NEW YORK (Reuters) - American financier Jeffrey Epstein will remain behind bars while he awaits trial on charges of sex trafficking dozens of underage girls, a U.S. judge ruled on Thursday.
U.S. District Judge Richard Berman rejected Epstein's request to pay for armed guards to be under house arrest in his New York mansion valued at $77 million. Epstein has pleaded not guilty.
Epstein's lawyers did not respond to requests for comment.
Prosecutors had argued that Epstein should remain jailed both because he posed a danger to the community and because there was a high risk he would use his vast wealth to flee the United States.
"The government has established a danger to others and the community by clear and convincing evidence," Berman said at a hearing in federal court in Manhattan, noting that two women who described being victimized by Epstein had said in court on Monday they would fear for their safety if he were released.
Epstein's social circle over the years has included Donald Trump before he became U.S. president, former President Bill Clinton and Britain's Prince Andrew.

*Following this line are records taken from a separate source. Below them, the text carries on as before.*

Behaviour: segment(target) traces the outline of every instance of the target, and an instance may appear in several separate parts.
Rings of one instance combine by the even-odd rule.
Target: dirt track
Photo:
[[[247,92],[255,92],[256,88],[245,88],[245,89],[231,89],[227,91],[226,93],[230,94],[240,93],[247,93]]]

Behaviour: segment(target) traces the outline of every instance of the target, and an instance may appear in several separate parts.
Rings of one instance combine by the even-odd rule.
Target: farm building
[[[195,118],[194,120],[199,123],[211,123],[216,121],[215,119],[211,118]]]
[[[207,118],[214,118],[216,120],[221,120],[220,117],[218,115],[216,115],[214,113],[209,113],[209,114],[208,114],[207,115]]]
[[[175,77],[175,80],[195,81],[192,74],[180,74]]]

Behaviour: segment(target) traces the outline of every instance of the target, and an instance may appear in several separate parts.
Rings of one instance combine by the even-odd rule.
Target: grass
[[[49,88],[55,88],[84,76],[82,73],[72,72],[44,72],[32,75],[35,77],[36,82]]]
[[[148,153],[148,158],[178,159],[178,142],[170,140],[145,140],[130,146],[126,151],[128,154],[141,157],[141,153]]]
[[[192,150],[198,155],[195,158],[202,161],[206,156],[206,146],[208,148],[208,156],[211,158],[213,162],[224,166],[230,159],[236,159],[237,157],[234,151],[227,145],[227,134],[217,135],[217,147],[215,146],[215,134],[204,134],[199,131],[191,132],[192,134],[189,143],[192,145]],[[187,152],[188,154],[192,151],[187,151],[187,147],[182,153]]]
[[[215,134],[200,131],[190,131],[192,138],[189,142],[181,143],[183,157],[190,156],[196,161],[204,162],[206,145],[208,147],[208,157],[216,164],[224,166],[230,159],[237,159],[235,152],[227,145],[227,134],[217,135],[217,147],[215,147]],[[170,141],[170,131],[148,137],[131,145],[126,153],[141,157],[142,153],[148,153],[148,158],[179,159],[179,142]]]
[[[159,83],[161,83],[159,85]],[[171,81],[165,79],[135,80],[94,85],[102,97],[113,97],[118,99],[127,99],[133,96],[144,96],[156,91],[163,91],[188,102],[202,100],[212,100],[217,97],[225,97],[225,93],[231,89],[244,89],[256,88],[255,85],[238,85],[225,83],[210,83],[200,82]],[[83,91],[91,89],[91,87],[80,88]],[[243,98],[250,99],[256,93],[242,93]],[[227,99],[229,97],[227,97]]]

Epstein is accused of arranging for girls under the age of 18 to perform nude "massages" and other sex acts, and of paying some girls to recruit others, from at least 2002 to 2005. Epstein had employees who helped bring him girls, prosecutors said, though none has been charged.
In a written order issued later on Thursday to provide more detail about his decision, Berman said that Epstein's proposal to pay for his own guards was "especially problematic" because prosecutors alleged that "employees of the defendant may have engaged in unlawful acts with and on behalf of the defendant."
Prosecutors have said that a search of Epstein's Upper East Side home turned up hundreds or thousands of pictures of nude women, some of them minors, along with cash, diamonds, valuable art and an expired Australian passport with Epstein's face but someone else's name, claiming Saudi Arabia as place of residence.
Epstein is being held at the Metropolitan Correctional Center, a fortress-like jail that has been criticized by inmates and lawyers for harsh conditions.
Berman has scheduled the next hearing in Epstein's case for July 31.
In a one-page summary of his finances filed in court, Epstein said he had a net worth of $559 million, with assets including his jet, four homes and two private islands.
In addition to house arrest, Epstein had offered to sign a bail bond of $100 million or more secured by his assets. However, the judge said that the bail package was inadequate, and that no other possible package was likely to do better.
Lawyers for Epstein have said their client has had an unblemished record since he pleaded guilty more than a decade ago to state prostitution charges in Florida and agreed to register as a sex offender.
Critics have called that plea deal, which let Epstein avoid federal prosecution, too lenient.
Alex Acosta, who as U.S. Attorney for the Southern District of Florida oversaw Epstein's earlier deal, resigned last week as Trump's secretary of labour, saying he did not want to be a distraction for the White House.